Every year, Bill and Melinda Gates publish an open letter about their work at the Gates Foundation. Last year’s was addressed to their friend Warren Buffett – arguably the world’s most successful investor – who has donated a large chunk of his billions to the foundation.
They used the letter to chart the tremendous return on philanthropic investment that they had delivered for Buffett. But one line sticks out as for its broader truth: “Optimism is a huge asset. We can always use more of it. But optimism isn’t a belief that things will automatically get better; it’s a conviction that we can make things better. We see this in you, Warren. Your success didn’t create your optimism; your optimism led to your success.”
What is true of an individual is, in this case, true of a nation.
On a national and international level, optimism is in short supply across the West. The press serves up a healthy dose of political and economic misery; election after election seems to confirm the existence of deep-seated discontent. Whatever the specific subject, the message is the same. The party is over. Decline is inevitable.
The misery is mutually reinforcing. Populists stoke anger and moderates, tearing their hair out at their opponents’ success, start to lose faith in democracy itself. Divisions deepen, despair grows.

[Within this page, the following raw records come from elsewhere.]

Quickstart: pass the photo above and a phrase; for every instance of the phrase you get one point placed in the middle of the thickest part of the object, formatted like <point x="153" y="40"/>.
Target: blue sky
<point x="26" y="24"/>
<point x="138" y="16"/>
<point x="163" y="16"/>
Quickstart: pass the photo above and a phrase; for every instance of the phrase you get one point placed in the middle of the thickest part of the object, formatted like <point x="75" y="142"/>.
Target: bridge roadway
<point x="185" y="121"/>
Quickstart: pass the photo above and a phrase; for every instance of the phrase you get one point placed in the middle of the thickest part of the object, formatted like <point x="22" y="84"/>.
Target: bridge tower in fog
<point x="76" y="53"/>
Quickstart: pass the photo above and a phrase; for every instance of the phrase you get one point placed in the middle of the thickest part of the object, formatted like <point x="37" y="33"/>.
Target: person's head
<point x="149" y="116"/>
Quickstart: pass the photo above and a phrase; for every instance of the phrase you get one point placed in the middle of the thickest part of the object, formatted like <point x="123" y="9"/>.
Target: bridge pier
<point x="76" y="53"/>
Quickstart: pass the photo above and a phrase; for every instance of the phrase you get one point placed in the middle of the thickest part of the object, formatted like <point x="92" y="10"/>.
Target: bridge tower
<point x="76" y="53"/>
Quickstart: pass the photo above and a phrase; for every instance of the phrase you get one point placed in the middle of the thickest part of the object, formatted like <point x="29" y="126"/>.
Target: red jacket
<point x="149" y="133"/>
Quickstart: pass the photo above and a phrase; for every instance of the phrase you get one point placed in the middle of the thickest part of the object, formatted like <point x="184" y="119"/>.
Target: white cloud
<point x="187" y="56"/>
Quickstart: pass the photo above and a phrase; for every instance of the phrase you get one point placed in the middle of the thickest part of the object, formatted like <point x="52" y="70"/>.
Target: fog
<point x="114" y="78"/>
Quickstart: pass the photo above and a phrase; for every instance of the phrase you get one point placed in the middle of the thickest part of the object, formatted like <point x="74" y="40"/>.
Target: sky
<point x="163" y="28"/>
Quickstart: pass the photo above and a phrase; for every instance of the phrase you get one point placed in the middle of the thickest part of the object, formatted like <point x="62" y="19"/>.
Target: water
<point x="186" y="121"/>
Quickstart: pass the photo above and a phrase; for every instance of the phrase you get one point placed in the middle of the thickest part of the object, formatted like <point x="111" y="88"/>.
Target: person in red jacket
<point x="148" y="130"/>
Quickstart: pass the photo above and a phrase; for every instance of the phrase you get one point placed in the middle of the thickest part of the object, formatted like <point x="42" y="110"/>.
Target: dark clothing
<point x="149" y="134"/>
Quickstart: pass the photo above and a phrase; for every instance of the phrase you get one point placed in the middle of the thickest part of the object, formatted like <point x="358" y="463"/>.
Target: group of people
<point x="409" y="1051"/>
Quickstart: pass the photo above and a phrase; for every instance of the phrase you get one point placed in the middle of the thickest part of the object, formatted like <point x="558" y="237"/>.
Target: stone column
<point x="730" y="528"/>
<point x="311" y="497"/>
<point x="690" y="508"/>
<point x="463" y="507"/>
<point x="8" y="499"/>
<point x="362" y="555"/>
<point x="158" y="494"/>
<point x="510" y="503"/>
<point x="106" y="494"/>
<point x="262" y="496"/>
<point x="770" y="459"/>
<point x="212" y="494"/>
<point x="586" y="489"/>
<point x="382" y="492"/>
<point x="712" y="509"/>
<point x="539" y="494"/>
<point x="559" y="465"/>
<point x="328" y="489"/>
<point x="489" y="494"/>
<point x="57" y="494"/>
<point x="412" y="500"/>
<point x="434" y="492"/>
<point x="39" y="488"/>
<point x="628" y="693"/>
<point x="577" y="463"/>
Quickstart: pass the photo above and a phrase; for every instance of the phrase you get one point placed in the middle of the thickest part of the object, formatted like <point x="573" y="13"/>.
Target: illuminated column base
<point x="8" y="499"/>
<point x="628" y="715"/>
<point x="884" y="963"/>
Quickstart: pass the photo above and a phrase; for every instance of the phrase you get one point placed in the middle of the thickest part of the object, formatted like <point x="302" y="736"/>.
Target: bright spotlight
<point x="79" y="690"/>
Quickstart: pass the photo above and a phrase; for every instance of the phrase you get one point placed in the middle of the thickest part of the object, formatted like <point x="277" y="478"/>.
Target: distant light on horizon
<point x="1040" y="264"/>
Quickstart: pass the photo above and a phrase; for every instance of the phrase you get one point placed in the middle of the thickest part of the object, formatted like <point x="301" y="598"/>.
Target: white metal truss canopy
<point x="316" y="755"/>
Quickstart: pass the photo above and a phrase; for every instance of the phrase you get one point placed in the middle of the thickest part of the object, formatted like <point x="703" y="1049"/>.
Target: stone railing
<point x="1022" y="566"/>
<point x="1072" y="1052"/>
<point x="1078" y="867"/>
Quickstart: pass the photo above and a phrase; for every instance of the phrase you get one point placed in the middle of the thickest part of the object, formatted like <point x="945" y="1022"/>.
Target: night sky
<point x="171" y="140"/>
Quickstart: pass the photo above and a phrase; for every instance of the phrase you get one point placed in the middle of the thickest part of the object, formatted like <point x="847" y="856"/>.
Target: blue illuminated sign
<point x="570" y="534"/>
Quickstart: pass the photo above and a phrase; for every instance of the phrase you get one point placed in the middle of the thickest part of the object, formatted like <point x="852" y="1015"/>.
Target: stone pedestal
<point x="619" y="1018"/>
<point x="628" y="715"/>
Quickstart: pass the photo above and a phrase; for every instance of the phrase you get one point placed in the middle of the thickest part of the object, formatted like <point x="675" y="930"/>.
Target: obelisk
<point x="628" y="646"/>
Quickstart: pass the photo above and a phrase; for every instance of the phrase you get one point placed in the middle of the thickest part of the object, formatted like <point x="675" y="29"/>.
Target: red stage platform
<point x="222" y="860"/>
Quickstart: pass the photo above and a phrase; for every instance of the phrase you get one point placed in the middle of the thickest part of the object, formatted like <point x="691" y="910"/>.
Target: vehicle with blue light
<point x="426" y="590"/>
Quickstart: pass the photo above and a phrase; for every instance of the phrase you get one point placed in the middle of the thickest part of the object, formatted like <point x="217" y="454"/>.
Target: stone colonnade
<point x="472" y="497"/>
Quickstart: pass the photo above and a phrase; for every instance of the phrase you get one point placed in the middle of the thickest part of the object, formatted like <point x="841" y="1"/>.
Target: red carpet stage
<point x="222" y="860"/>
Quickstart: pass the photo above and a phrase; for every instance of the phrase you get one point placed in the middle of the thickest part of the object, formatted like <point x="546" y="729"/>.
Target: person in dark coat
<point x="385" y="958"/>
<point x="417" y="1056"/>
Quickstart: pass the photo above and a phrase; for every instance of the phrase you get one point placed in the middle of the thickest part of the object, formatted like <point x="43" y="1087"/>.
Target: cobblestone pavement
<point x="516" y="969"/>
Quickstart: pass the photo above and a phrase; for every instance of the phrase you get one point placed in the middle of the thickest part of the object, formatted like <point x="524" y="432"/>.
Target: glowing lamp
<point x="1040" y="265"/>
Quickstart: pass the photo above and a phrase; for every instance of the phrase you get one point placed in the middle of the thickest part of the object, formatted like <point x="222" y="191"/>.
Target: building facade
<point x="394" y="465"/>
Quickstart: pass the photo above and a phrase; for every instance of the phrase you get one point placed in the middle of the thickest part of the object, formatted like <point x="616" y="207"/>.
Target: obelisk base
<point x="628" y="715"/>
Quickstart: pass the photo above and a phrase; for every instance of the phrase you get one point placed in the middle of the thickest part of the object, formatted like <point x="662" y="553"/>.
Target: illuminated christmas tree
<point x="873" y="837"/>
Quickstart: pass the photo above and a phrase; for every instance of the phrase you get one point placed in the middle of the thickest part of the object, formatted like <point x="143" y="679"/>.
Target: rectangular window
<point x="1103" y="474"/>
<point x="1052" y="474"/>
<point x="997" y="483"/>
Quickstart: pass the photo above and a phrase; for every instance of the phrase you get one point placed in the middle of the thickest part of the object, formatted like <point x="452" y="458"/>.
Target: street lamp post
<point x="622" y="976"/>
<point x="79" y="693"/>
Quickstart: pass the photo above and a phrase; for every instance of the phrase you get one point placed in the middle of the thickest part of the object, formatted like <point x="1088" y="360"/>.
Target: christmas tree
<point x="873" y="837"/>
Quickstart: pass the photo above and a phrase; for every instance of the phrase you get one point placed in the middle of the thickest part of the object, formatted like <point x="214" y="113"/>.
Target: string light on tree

In Britain, a new initiative from the centre-left think tank Demos aims to counter this gloom. The Optimism Project claims to be driven by a “determination not to despair” and aims to help restore “a sense of national purpose, unity and optimism to our divided country”.
The Demos team do not deny the existence of big challenges. But they rightly argue that those challenges — whether the pressure of demographic change on public services or the way in which technology will change the workplace — require the kind of “collaborative, imaginative thinking” that is incompatible with a conviction that we’re all doomed.
Such an approach is more than wishful thinking. In fact, it is startlingly reflective of how people actually think.
Recent polling by YouGov for the Centre for Policy Studies, CapX’s parent body, suggests that people, especially the young, are pessimistic when asked about the direction of the country in broad terms.
But polling by Opinium suggests that when you dive down into the details, people become more optimistic: for example, about the long-term impact of health, living standards and the impact of technology. And most say that despite the political storms around them, they are just as happy with their own lives and careers as they ever were.
Even when it comes to subjects which involve very real challenges and on which the Westminster debate is unremittingly pessimistic, people are fairly upbeat. For example, 47 per cent are optimistic about the prospects of the younger generation in the long run.
Interestingly, people tend to be much less pessimistic about their own families and communities than they are about the country as a whole. The same is true of America.
According to a 2016 poll, just 36 per cent of Americans thought the country was heading in the right direction. But 85 per cent claimed to be satisfied or somewhat satisfied with “their own position in life and their ability to pursue the American dream”.
Husband-and-wife reporting team James and Deb Fallows have documented the gap between national politics and everyday civic life in a new book, Our Towns: A 100,000 Mile Journey into the Heart of America. Writing in The Atlantic, James explains what they found: “Even as the country is becoming worse in obvious ways — angrier, more divided, less able to do the basic business of governing itself — it is becoming distinctly better on a range of other indicators that are harder to perceive… Americans don’t realise how fast the country is moving toward becoming a better version of itself.”
Ultimately, however, the case for optimism isn’t based on a different estimation of the scale of the challenges we face, but a belief in our capacity to overcome them, whatever their size.
Declinism of the sort that dominates in Britain and across the West is a self-fulfilling prophecy. If they want society to succeed, politicians and policymakers surely have a duty to rekindle in themselves the optimism that guides so many people’s lives.